Can limits to (positive) infinity be replaced by ordinals?

Question

For example, does the following hold?

$$\left(1+\frac1\omega\right)^\omega=e$$

Answer 1

The expression $\left(1+\frac{1}{\omega}\right)^{\omega}$ doesn't make any sense, since there is no division by ordinals or raising a real to ordinal power. However, there is a way this can be made a formal statement.

A sequence of elements of $X$ is just a function $f: \omega \rightarrow X$. Now, consider $\omega +1$ with order topology: here, the point $\omega$ is the limit of the sequence $\{0, 1, 2, \dots\}$ of all natural numbers. So, a sequence $f:\omega\rightarrow X$ has a limit iff the function $f$ can be extended to a continuous function $g:\omega+1\rightarrow X$: the limit will be $g(\omega)$.

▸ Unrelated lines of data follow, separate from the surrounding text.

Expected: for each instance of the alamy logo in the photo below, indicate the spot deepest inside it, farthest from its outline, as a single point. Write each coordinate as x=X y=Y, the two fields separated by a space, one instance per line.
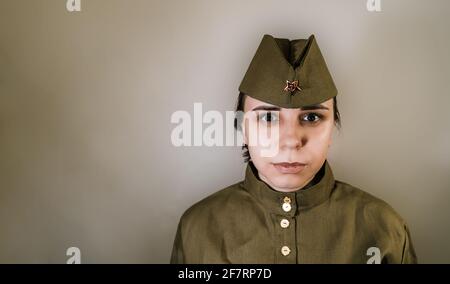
x=375 y=255
x=75 y=255
x=73 y=5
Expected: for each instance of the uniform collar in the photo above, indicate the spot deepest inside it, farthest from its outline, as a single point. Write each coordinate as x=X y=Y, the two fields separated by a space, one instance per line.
x=315 y=193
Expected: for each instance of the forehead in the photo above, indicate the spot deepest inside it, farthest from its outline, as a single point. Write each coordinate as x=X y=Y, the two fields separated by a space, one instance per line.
x=251 y=103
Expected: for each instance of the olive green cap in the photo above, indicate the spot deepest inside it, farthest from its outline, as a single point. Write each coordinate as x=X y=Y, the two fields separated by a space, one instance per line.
x=288 y=73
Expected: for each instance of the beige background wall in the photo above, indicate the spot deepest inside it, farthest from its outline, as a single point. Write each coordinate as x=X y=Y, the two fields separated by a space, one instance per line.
x=86 y=100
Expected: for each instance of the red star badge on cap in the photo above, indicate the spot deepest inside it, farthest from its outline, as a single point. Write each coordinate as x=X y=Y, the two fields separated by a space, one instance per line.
x=292 y=86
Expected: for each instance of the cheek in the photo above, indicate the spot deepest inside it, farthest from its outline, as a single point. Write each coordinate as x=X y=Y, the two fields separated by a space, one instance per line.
x=319 y=137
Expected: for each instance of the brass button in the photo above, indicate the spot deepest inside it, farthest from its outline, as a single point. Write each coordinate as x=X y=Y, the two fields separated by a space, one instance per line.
x=286 y=207
x=284 y=223
x=285 y=250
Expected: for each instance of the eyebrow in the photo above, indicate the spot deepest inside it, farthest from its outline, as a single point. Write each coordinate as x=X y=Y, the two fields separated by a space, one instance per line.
x=274 y=108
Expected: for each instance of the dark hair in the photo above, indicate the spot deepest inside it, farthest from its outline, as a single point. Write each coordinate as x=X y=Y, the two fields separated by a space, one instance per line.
x=240 y=107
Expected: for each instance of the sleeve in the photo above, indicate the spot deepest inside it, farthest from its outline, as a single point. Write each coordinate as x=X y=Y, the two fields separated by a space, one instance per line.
x=409 y=254
x=177 y=250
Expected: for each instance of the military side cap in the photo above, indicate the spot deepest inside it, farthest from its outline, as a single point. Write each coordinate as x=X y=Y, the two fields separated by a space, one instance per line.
x=288 y=73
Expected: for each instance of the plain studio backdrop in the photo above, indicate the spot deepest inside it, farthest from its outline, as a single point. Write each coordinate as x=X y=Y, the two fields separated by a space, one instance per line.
x=86 y=98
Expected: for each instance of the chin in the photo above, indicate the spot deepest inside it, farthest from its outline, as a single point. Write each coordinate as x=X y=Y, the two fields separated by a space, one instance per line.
x=286 y=181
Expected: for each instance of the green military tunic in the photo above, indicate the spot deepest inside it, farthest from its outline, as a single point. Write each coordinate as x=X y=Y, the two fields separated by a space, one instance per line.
x=329 y=221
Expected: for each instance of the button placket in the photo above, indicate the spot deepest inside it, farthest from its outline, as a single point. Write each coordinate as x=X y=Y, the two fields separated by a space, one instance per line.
x=286 y=228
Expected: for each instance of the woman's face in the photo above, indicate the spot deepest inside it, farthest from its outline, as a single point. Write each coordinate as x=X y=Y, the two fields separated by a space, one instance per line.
x=300 y=137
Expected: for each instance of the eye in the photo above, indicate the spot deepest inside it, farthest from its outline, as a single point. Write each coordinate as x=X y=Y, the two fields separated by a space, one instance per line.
x=268 y=117
x=311 y=117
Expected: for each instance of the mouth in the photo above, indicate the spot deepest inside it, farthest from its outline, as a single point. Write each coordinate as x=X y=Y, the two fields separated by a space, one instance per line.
x=289 y=168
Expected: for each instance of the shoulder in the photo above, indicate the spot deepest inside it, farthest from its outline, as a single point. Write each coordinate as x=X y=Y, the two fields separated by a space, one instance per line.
x=217 y=205
x=368 y=209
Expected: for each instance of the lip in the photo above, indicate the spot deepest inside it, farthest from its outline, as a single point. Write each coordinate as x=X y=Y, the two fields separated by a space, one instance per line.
x=289 y=168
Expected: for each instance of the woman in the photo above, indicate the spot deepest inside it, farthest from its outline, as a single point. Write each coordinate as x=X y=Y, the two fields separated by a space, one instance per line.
x=289 y=208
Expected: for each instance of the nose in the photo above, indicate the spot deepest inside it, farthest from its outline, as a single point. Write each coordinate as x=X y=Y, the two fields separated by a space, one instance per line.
x=291 y=136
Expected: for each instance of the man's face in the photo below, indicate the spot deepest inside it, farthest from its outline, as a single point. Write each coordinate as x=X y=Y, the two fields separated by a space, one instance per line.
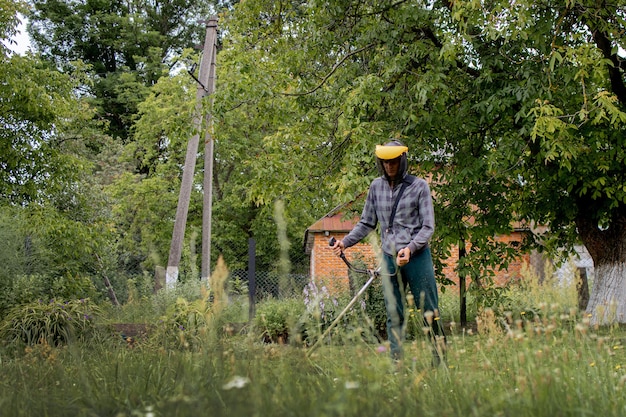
x=391 y=167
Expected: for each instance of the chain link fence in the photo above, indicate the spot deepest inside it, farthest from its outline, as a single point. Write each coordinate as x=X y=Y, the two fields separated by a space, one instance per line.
x=259 y=283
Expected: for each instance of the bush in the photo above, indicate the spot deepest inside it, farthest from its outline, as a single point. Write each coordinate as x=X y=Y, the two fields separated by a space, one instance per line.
x=276 y=320
x=55 y=322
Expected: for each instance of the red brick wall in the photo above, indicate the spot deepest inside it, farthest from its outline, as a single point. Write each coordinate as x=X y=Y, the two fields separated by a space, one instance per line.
x=330 y=270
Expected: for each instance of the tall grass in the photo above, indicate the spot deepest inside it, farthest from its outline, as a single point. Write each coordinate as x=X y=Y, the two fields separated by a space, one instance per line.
x=548 y=363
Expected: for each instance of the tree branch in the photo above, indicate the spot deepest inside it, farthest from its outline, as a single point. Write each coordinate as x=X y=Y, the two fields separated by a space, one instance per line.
x=332 y=71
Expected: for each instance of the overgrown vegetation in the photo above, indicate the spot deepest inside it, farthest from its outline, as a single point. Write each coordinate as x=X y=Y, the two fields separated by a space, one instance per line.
x=550 y=362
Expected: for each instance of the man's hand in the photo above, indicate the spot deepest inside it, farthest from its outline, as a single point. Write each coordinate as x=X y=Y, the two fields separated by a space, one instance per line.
x=338 y=247
x=404 y=255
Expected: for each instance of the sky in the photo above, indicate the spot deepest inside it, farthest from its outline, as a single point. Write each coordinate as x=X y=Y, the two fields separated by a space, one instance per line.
x=22 y=40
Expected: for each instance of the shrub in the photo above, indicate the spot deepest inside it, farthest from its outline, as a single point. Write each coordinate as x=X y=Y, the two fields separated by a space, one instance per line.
x=276 y=320
x=55 y=322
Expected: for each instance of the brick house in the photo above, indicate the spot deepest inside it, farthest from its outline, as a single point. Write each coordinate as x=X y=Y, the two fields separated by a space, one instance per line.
x=330 y=270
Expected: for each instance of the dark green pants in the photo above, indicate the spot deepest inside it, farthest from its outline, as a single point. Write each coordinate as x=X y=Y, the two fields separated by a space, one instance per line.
x=419 y=275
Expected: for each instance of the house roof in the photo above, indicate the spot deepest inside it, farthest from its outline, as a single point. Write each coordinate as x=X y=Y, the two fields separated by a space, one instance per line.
x=333 y=221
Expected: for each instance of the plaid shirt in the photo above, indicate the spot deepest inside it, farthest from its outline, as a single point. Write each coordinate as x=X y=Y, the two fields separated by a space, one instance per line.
x=413 y=224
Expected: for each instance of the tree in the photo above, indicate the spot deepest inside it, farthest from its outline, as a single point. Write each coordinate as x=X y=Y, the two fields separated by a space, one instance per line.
x=127 y=44
x=516 y=109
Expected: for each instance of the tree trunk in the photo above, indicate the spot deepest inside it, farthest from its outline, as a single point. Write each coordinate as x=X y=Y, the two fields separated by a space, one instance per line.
x=607 y=247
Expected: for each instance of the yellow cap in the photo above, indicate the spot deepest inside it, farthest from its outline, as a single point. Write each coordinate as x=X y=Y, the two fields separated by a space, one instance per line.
x=390 y=152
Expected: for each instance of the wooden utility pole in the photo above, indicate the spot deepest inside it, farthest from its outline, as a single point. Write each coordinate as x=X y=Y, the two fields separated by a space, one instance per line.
x=171 y=274
x=207 y=207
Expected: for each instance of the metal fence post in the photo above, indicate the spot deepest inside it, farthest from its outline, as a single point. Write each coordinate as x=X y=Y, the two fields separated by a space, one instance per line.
x=251 y=278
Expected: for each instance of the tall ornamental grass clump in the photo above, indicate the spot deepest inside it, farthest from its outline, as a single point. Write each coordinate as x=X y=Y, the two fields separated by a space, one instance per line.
x=52 y=322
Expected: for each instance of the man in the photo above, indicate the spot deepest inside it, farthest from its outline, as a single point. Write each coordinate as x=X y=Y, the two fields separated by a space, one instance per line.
x=405 y=231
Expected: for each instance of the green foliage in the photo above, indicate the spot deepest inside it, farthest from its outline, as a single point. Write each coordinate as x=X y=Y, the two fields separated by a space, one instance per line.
x=276 y=320
x=51 y=322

Now, consider a function $f: \omega \rightarrow \mathbb{R}$: $f(n)=\left(1+\frac{1}{n}\right)^n$. As we know, $\lim\limits_{n\rightarrow\infty}f(n)=e$. So, this function can be extended to a function $g:\omega+1\rightarrow\mathbb{R}$ such that $g(n)=f(n)$ for $n \in \omega$ and $g(\omega)=e$.

Answer 2

No. $(1 + \frac{1}{x})^x $ represents an intangible expression. $x$ can take any value and by calculating it, it will not give you $e$. It's the series from $0$ to $\infty $ or the $\lim{x \to \infty}$ that gives you $e$.